New Year's Day 1884 found Stanley, accompanied by Lieutenant Coquilhat, once more ascending the Congo to revisit Iboko. This trip was, however, a mere temporary break in his westward journey; for on January 10th he was once more on his way down-stream, visiting station after station as he passed westward. Lukolela was doing well, and its chief, Mr. Glave, looked the picture of health and strength, though, owing to the natural difficulties of the site, he had done a good deal of hard work, and had plenty more before hint. Bolobo, however, was less prosperous. It had again been completely destroyed by fire, the conflagration on this occasion being the work of a delirious and dying man, who, as it appeared, desired that his obsequies should be celebrated by a grand blaze. It was impossible to arrest the flames, for not only were the walls and thatch dry as tinder, but the explosion of the shells and cartridges stored in the magazine rendered it dangerous to approach. The men, therefore, were forced to watch the destruction without being able to lift a finger to save their property. There was nothing for it but to rebuild the station, and Lieutenant Liebrechts, the officer in charge, a man not easily discouraged, set about the work with undaunted energy.

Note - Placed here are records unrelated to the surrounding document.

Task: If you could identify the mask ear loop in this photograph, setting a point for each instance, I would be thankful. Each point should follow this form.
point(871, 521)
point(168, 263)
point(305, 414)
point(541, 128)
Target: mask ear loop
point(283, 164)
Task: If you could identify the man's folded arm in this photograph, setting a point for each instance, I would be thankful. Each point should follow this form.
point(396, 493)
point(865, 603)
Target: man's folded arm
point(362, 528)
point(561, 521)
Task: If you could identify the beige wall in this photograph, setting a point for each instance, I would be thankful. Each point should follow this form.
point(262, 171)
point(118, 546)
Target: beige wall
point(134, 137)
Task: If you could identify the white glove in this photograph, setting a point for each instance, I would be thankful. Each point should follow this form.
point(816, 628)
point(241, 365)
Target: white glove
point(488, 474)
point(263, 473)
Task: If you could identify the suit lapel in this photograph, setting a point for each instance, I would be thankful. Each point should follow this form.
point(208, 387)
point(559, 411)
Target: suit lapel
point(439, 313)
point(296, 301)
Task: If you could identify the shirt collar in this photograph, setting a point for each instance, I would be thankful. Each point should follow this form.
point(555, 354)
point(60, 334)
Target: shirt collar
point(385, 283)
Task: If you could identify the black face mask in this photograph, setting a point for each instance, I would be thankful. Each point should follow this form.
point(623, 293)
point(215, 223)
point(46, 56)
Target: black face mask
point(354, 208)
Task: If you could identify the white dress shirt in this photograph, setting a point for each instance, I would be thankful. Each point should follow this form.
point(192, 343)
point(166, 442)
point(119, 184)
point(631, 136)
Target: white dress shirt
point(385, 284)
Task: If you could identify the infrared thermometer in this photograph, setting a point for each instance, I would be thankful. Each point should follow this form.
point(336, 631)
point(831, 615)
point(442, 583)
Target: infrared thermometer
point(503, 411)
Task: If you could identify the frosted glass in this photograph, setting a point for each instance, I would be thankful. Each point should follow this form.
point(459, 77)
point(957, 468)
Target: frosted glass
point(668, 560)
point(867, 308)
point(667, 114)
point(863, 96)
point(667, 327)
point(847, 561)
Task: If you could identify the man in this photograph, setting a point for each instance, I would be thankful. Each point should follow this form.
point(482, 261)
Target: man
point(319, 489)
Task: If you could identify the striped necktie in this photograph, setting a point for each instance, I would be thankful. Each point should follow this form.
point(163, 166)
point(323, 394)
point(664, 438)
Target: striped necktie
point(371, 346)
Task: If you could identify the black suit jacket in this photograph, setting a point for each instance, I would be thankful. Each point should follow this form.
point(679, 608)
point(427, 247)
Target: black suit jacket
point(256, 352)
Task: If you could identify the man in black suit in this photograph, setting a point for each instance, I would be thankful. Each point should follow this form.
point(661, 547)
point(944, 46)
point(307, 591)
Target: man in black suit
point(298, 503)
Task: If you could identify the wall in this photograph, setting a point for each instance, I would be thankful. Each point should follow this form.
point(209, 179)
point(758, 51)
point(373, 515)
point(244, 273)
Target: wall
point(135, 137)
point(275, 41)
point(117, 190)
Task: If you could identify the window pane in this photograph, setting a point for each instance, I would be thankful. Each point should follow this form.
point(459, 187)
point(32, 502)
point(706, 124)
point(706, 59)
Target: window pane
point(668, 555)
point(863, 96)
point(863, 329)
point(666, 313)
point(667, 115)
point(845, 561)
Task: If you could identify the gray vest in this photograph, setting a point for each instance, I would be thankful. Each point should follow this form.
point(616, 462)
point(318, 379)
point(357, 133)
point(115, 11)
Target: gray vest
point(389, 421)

At Kwamouth and Kinshassa all was well, while Leopoldville, under Lieutenant Valcke, was as prosperous and peaceful as Stanley could desire; even Ngalyema now acted in a reasonable and consistently friendly manner. No special events marked the remainder of the journey, and early in April Stanley arrived at Vivi, where, as usual, nothing was satisfactory. No progress had been made—in fact, things were worse rather than better; and seeing no hope of improvement, Stanley decided to remove the station bodily to the larger plateau. The work was begun immediately, although Stanley's stay on the Congo was rapidly approaching its conclusion. He had indeed expected to find his successor awaiting him at Vivi; but General Gordon, who had accepted the post, withdrew at the last moment, as his own Government needed his services at Khartum, and it was not until early in May that his substitute, Colonel de Winton, arrived on the scene. During the month Stanley spent at Vivi after the colonel's arrival the new station made rapid progress, and everything looked hopeful, when, on June 6th, the pioneer of the Congo Free State, having handed over his work to others, embarked on the first stage of his voyage to Europe.